Ein Neustart ist selten das Problem. Kaputt geht das, was jemand während eines Vorfalls von Hand gestartet und nie aktiviert hat - es kommt nur so lange wieder, wie niemand die Maschine neu startet. Finden Sie so etwas, bevor Sie neu starten müssen, nicht danach.

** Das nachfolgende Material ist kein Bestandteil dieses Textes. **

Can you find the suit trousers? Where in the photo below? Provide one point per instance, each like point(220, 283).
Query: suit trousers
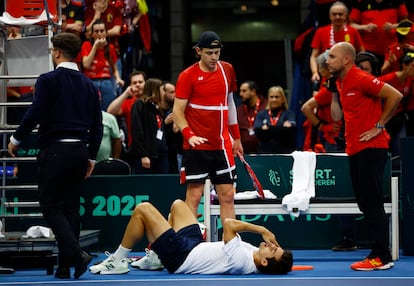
point(61, 171)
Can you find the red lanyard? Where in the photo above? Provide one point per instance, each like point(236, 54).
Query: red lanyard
point(273, 120)
point(251, 119)
point(159, 121)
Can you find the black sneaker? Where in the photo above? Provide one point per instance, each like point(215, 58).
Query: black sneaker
point(347, 244)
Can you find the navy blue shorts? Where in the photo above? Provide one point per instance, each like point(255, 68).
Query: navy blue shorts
point(173, 247)
point(213, 164)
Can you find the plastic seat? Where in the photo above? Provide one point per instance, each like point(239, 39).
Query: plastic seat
point(112, 166)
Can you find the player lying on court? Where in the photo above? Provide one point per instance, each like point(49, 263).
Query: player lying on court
point(181, 249)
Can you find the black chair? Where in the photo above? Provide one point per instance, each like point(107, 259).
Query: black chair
point(112, 166)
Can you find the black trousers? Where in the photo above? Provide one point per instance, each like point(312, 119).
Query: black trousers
point(61, 171)
point(367, 171)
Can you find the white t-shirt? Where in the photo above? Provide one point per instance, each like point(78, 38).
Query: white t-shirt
point(234, 257)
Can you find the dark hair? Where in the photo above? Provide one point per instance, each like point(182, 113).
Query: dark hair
point(107, 53)
point(372, 59)
point(251, 84)
point(281, 266)
point(68, 43)
point(151, 90)
point(134, 73)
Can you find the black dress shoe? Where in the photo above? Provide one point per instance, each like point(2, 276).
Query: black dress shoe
point(81, 263)
point(62, 273)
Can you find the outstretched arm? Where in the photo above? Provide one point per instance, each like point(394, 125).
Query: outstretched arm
point(233, 226)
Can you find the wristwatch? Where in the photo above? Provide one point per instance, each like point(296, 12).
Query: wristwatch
point(379, 126)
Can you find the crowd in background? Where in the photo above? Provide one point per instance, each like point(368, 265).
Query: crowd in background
point(137, 111)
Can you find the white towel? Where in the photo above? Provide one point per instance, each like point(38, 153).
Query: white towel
point(303, 185)
point(38, 231)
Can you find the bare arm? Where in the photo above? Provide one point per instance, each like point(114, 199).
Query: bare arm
point(114, 32)
point(114, 107)
point(233, 226)
point(391, 98)
point(87, 60)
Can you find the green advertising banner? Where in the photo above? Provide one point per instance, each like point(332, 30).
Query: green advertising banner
point(108, 201)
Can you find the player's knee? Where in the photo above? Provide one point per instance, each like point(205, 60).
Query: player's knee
point(177, 204)
point(143, 207)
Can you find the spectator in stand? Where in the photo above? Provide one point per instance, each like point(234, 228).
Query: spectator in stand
point(338, 31)
point(108, 12)
point(99, 63)
point(111, 146)
point(275, 126)
point(368, 62)
point(148, 149)
point(74, 17)
point(323, 129)
point(403, 43)
point(375, 20)
point(252, 103)
point(121, 106)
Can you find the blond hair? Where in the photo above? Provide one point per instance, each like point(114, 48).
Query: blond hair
point(280, 90)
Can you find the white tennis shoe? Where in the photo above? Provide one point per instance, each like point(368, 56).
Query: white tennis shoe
point(149, 262)
point(110, 266)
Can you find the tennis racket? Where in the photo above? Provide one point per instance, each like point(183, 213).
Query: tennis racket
point(255, 181)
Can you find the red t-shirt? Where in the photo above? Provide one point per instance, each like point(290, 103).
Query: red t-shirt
point(207, 109)
point(366, 11)
point(322, 40)
point(112, 16)
point(405, 87)
point(362, 109)
point(100, 67)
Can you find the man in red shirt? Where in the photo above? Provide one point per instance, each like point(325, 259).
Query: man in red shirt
point(375, 20)
point(338, 31)
point(121, 106)
point(205, 112)
point(252, 103)
point(366, 104)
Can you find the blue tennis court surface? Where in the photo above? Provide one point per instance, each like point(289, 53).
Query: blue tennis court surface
point(330, 268)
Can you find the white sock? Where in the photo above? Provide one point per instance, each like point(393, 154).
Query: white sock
point(121, 252)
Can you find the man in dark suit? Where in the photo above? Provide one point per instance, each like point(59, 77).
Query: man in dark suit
point(67, 109)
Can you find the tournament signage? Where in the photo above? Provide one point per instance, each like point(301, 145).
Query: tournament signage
point(107, 202)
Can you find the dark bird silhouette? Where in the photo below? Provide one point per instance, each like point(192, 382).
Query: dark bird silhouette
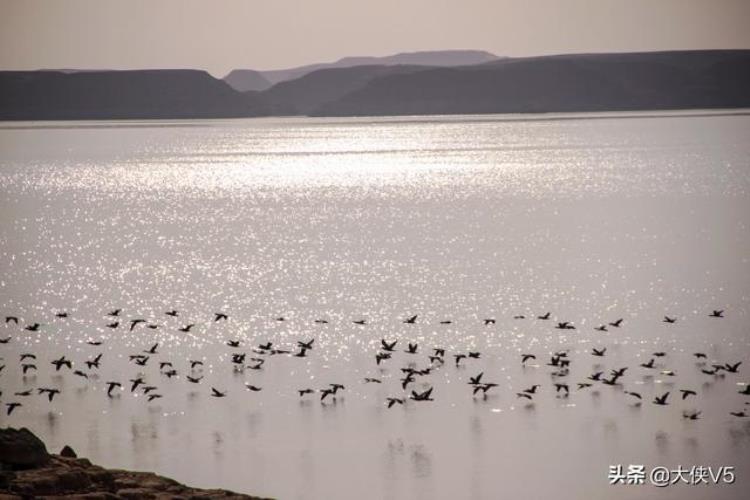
point(393, 401)
point(51, 393)
point(11, 407)
point(111, 386)
point(619, 372)
point(526, 357)
point(562, 387)
point(59, 363)
point(686, 393)
point(661, 400)
point(484, 388)
point(649, 364)
point(422, 396)
point(476, 379)
point(382, 356)
point(565, 325)
point(136, 382)
point(388, 346)
point(306, 345)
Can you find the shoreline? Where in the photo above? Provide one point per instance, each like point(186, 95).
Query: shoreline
point(27, 470)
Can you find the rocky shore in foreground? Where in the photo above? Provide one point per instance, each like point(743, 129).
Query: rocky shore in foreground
point(27, 470)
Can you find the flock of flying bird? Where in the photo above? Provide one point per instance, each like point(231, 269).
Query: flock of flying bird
point(559, 362)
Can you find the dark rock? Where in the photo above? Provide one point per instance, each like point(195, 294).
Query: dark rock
point(21, 449)
point(59, 476)
point(135, 493)
point(67, 451)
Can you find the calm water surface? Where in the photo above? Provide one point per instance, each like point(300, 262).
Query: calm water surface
point(455, 219)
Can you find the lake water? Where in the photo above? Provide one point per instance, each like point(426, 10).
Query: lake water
point(449, 218)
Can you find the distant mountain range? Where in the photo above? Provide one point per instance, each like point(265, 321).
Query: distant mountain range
point(404, 84)
point(247, 79)
point(94, 95)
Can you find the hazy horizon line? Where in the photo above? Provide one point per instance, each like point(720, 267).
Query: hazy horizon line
point(333, 61)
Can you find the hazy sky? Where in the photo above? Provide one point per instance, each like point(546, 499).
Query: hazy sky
point(270, 34)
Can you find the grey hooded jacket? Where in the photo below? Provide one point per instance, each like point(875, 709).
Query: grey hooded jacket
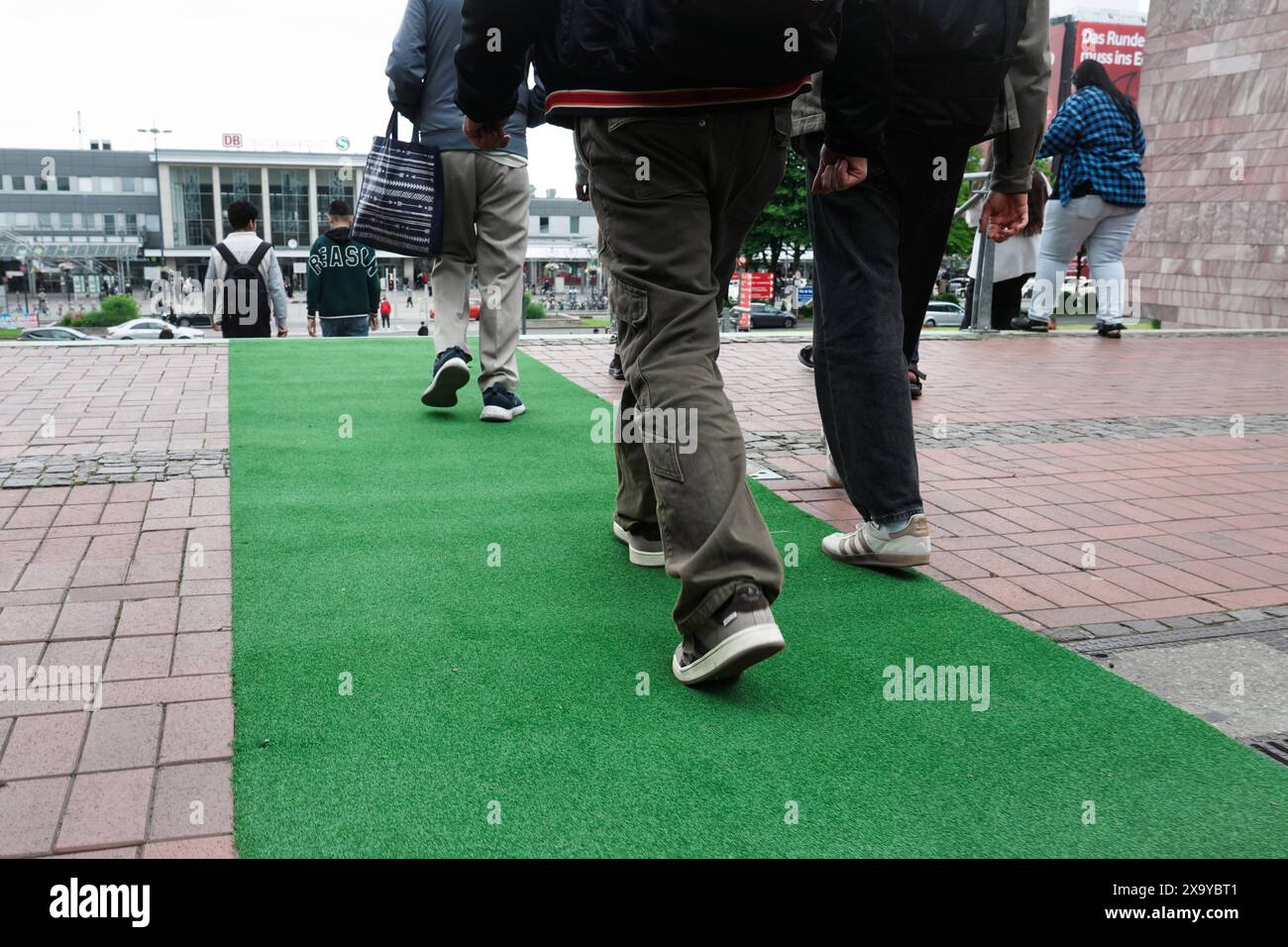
point(423, 80)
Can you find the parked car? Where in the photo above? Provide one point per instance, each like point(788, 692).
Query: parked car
point(944, 315)
point(54, 334)
point(150, 329)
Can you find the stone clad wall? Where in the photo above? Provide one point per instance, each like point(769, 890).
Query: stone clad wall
point(1210, 250)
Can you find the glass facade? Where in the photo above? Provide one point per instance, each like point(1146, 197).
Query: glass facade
point(241, 184)
point(288, 205)
point(193, 200)
point(334, 184)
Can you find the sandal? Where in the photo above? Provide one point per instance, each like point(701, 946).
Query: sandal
point(914, 377)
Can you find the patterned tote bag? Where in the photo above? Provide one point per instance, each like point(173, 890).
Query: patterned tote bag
point(400, 205)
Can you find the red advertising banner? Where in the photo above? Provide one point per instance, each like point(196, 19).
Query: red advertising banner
point(755, 286)
point(1120, 48)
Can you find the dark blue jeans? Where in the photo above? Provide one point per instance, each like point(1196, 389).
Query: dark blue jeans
point(348, 325)
point(877, 250)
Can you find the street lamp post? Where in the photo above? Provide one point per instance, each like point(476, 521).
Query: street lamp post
point(156, 134)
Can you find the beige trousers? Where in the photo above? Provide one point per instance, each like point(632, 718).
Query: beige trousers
point(484, 232)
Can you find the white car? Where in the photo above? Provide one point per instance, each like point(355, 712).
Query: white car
point(151, 329)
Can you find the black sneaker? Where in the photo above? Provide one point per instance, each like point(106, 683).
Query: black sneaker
point(1025, 325)
point(738, 635)
point(500, 405)
point(914, 377)
point(451, 373)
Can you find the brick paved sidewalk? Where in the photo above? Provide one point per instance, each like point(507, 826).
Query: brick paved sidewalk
point(1031, 451)
point(132, 575)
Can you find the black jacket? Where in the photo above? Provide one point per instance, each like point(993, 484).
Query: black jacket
point(636, 55)
point(884, 75)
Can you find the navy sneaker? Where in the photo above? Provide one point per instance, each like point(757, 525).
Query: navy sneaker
point(500, 405)
point(451, 373)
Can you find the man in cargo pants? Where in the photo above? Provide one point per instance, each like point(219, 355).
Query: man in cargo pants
point(686, 144)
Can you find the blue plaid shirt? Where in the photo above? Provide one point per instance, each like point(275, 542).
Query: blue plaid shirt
point(1100, 146)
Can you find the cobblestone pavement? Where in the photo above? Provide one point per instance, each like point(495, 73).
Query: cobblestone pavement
point(129, 577)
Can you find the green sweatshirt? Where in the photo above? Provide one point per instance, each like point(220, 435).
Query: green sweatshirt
point(344, 278)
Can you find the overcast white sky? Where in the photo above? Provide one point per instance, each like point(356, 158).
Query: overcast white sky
point(275, 71)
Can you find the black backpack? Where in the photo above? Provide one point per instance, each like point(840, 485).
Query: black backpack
point(246, 308)
point(952, 58)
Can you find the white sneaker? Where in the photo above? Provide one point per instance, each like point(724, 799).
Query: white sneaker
point(833, 475)
point(872, 547)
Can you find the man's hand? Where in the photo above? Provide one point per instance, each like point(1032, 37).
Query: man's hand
point(837, 171)
point(1004, 215)
point(489, 137)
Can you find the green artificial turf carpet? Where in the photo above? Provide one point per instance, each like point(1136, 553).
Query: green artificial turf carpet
point(465, 579)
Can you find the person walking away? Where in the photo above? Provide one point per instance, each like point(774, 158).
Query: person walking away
point(484, 214)
point(913, 85)
point(583, 191)
point(1100, 191)
point(686, 142)
point(244, 290)
point(343, 281)
point(1016, 261)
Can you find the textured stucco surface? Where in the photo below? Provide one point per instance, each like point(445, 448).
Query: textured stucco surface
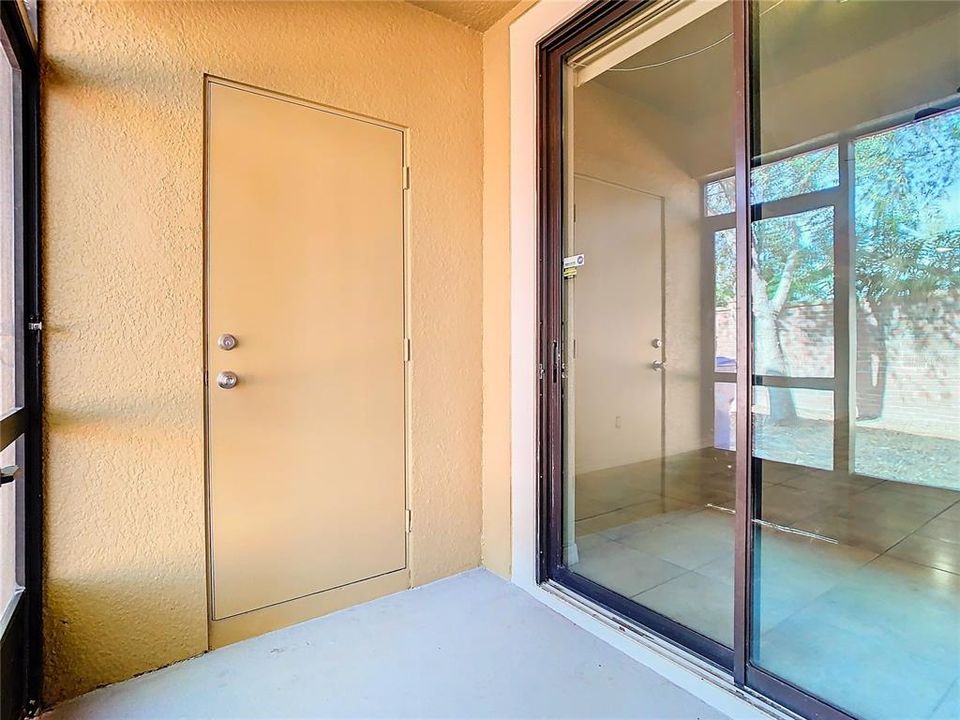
point(476, 14)
point(496, 538)
point(122, 143)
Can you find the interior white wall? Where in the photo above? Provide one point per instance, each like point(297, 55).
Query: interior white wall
point(621, 140)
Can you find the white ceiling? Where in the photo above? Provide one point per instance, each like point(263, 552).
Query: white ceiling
point(475, 14)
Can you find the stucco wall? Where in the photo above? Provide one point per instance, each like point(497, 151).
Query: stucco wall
point(496, 293)
point(122, 143)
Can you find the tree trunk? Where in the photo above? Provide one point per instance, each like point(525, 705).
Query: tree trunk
point(871, 346)
point(768, 351)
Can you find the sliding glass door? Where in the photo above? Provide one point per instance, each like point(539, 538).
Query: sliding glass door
point(750, 337)
point(863, 608)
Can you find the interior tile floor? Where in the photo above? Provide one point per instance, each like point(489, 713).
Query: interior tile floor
point(471, 646)
point(878, 585)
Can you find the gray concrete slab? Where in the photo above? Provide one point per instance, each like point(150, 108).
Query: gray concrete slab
point(471, 646)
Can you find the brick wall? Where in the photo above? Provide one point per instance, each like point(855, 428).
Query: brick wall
point(921, 394)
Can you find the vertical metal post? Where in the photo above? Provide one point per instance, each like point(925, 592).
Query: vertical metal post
point(844, 316)
point(743, 541)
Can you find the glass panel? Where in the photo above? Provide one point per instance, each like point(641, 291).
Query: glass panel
point(793, 299)
point(8, 332)
point(908, 287)
point(805, 437)
point(8, 290)
point(794, 175)
point(725, 305)
point(856, 570)
point(648, 468)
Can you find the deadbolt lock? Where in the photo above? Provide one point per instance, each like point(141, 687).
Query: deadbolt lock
point(226, 342)
point(227, 380)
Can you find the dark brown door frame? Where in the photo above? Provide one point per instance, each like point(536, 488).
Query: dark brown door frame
point(552, 52)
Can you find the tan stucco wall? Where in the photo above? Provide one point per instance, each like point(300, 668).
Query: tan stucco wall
point(496, 294)
point(122, 142)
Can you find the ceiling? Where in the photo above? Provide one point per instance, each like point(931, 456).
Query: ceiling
point(475, 14)
point(821, 67)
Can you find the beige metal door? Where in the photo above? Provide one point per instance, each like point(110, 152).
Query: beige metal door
point(305, 268)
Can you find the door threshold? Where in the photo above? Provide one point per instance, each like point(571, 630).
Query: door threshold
point(671, 652)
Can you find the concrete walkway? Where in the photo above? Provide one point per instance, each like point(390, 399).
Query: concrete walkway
point(471, 646)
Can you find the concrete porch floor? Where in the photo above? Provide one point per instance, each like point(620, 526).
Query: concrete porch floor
point(470, 646)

Vorher: was läuft, ohne aktiviert zu sein

systemctl list-units --type=service --state=running --no-pager \
  | awk '{print $1}' | grep '\.service$' \
  | xargs -I{} sh -c 'systemctl is-enabled {} >/dev/null 2>&1 || echo "NOT ENABLED: {}"'

Was hier ausgegeben wird, kommt nicht wieder. Aktivieren Sie es jetzt: sudo systemctl enable name.

Ebenfalls prüfen

  • Von Hand gesetzte Einhängungen - findmnt gegen /etc/fstab. Siehe eine zweite Platte hinzufügen.
  • Firewallregeln, die direkt mit iptables gesetzt wurden - die werden nicht gespeichert, wenn nichts sie festhält.
  • Alles, was in einer tmux- oder screen-Sitzung gestartet wurde - das überlebt nicht.
  • Ein anstehendes Kernel-Update, damit Sie wissen, ob dieser Neustart auch den Kernel wechselt.

Neu starten

sudo shutdown -r +1 "maintenance reboot"   # a minute of warning
# or now:
sudo systemctl reboot

Danach: beweisen, nicht annehmen

systemctl --failed --no-pager
systemd-analyze blame | head
df -h
curl -sS -o /dev/null -w '%{http_code}\
' https://yourdomain.com
Der beste Zeitpunkt, einen Neustart zu testen, ist, wenn nichts kaputt ist. Ein Server mit 400 Tagen Laufzeit trägt 400 Tage undokumentierter Handarbeit in sich, und der erste Neustart findet sie alle auf einmal.
Kommt die Maschine nicht wieder, brauchen Sie Konsolenzugriff aus dem Panel des Anbieters, nicht SSH. Wissen Sie, wo dieser Knopf ist, bevor Sie ihn brauchen.